We have today received with deep sorrow the sad news of the passing on of Dr. Richard Erskine Frere Leakey, one of Kenya’s pioneer public atheist, humanist, and world-renowned conservationist.
Dr. Leakey was a towering figure for religious skepticism and an inspiration to atheist generations across the world. During a time when atheism and religious skepticism was frowned upon in most parts of Africa, he was a shining beacon of naturalism. Dr. Leakey believed in the power of science as a way of understanding the natural world. He rejected supernaturalism as a way of explaining existence. In the 1970s, Dr. Leakey made groundbreaking discoveries of early hominid fossils. His most famous find came in 1984 with the uncovering of an extraordinary, near-complete Homo erectus skeleton during one of his digs in 1984, which was nicknamed Turkana Boy.

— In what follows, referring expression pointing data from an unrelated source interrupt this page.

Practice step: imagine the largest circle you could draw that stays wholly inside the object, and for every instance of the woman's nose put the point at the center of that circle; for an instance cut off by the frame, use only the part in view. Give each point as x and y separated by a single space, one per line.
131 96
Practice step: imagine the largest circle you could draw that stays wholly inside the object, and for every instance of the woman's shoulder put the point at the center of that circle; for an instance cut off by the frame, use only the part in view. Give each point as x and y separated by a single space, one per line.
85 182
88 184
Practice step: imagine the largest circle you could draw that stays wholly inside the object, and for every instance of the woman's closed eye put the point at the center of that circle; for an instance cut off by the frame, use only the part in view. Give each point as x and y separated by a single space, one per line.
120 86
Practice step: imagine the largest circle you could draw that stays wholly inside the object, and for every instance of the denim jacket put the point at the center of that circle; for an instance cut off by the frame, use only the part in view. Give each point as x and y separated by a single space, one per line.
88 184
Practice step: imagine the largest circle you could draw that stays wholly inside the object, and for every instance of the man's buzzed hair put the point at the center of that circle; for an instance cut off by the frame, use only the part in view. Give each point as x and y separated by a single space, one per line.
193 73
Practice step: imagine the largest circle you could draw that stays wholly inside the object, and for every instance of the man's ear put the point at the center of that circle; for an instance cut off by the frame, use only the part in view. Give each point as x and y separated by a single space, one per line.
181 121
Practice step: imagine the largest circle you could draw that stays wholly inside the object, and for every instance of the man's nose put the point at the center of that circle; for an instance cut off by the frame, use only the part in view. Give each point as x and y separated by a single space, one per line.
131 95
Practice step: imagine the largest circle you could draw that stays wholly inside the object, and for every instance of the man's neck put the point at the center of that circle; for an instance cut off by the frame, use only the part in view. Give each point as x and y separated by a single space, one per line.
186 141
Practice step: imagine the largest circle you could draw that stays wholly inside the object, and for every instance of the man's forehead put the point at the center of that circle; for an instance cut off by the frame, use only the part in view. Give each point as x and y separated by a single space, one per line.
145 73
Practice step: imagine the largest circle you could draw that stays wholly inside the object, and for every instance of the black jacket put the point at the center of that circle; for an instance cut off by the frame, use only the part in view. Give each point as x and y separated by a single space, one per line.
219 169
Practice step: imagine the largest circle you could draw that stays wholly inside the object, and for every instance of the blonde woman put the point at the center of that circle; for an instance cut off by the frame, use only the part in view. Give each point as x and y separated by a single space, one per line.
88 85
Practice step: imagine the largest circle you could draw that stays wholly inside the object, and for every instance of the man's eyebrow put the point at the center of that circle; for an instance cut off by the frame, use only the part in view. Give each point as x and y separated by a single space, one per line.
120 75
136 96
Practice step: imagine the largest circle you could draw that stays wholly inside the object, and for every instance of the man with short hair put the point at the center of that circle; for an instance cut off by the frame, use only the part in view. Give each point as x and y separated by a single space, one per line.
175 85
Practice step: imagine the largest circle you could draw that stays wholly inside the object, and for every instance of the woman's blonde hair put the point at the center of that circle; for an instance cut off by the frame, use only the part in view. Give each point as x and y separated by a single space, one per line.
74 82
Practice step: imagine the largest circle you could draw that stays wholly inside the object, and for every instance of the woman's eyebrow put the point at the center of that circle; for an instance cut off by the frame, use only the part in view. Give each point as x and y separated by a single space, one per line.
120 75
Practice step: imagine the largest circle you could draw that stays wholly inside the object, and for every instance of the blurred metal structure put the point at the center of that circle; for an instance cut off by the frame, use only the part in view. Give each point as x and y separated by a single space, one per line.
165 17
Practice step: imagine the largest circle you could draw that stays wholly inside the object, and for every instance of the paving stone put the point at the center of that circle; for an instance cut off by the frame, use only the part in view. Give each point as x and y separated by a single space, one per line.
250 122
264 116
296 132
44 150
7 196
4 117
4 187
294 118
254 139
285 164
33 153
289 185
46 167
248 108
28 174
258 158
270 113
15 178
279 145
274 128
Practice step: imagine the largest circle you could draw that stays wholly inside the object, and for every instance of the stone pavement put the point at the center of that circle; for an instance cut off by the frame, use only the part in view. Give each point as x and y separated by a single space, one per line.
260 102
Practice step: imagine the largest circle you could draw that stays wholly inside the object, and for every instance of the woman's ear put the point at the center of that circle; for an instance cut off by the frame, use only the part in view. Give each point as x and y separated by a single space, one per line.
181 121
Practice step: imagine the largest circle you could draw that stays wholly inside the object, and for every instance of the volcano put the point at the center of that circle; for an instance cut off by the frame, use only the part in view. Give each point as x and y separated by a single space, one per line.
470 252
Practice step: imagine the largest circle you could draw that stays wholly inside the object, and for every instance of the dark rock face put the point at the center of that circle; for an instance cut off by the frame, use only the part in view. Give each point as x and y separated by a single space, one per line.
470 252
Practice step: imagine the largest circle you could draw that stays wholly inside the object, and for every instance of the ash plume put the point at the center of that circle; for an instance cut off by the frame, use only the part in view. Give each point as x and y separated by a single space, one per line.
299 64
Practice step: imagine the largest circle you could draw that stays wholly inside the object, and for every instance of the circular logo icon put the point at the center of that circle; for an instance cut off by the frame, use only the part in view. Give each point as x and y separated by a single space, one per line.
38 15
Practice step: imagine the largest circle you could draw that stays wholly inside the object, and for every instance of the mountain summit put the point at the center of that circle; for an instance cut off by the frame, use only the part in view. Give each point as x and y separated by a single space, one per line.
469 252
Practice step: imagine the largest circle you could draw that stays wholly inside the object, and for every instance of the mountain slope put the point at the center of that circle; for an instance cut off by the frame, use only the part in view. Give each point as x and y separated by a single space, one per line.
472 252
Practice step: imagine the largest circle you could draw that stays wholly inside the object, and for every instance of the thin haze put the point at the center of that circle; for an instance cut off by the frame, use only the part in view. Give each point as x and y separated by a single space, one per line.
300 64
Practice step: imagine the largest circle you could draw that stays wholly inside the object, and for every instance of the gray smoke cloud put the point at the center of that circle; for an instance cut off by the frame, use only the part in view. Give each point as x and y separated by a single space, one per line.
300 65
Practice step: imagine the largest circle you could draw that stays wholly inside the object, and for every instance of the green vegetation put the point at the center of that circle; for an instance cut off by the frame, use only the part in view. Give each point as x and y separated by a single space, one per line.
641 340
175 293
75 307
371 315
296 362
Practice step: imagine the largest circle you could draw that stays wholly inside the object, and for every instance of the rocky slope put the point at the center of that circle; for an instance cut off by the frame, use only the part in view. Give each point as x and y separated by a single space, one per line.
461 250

He was also a bold and incorruptible wildlife conservation champion. As the slaughter of African elephants reached a crescendo in the late 1980s, driven by insatiable demand for ivory, Leakey emerged as one of the world’s leading voices against the then-legal global ivory trade. Richard Leakey’s confrontational approach to the issue of human-wildlife conflict in national parks did not win him, friends. His view was that parks were self-contained ecosystems that had to be fenced in and the humans kept out.
Dr. Richard Leaky remains our role model, and his legacy as a passionate scientist, atheist, conservationist, and humanist will endure for many generations to come.